The Newest Idea in Business Rules: Rules Normalize!
This column originally appeared in the March/April 1996 issue of the Data Base Newsletter. |
The foundation for formal thinking about integrity in database designs, of course, is normalization from relational theory. Normalization provides sound prescriptions -- very practical ones -- to evaluate whether a database design for persistent data is a good one with respect to integrity (correctness). These prescriptions are represented by the normal forms (1NF, 2NF, 3NF, etc.).
Rules also directly address integrity; that is, which database states are permitted, and which are not, based on business rules. The question naturally arises: Is there a connection between rules and normalization?
The emerging answer is yes. The connection is a fundamental one --
and very exciting! I believe this discovery is among the most significant of
the newly emerging field of business rules. (More on that in a moment.)
To understand the connection, consider these two observations about rules.
- First, rules are, or at least have, data. This data includes (but
is not limited to) the truth value of the rules. Although this is not regular
'business' data, it is data nonetheless.
- Second, this data is persistent. It must last longer than individual frames of processing (transactions) so that the rules can be tested across applications.
In other words, rules involve data, and that data persists. This is exactly where normalization takes up for regular business data. The implication is that normalization can be applied directly to rules -- in other words, that rules normalize. (Actually, that is not exactly the right way to say it. Relational experts say that tables normalize. Unfortunately, saying "rules have values that can be considered along with the other values of a table when normalized" does not have quite the same ring to it.)
The profound insight that rules normalize seems obvious once you think about it. How could it be any other way? There are at least two important implications, as follows.
- It can be exploited directly in a syntax for modeling rules. In the graphic
syntax I have devised, the type in the data model to which a rule normalizes is shown
explicitly -- this is a basic organizing principle.

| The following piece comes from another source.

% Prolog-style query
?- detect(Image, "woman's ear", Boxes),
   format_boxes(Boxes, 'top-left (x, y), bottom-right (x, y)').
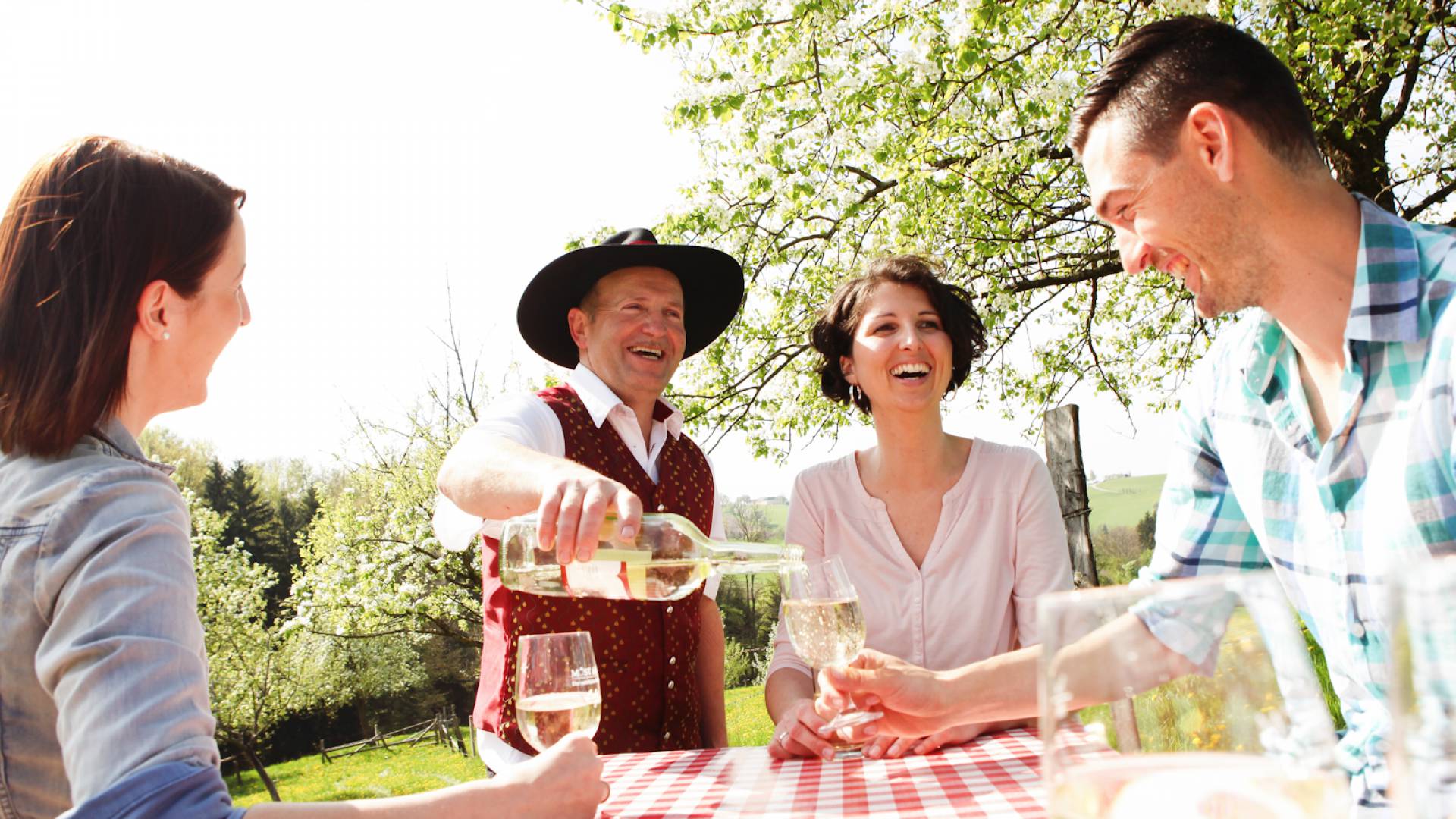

- It can provide an indisputable test -- one that is not ad hoc or based on aesthetics -- for deciding when an information system design that addresses rules is a good one. In other words, it tells you explicitly where the rules should go.
If you have followed object orientation (OO) in recent years, especially OO approaches to analysis and design, you may have sensed that something like this has been sorely missed. (This is especially true about the responsibility-driven camp.) It is a source of great confusion -- and, I believe, one very good reason you why you should be considering a business rule approach.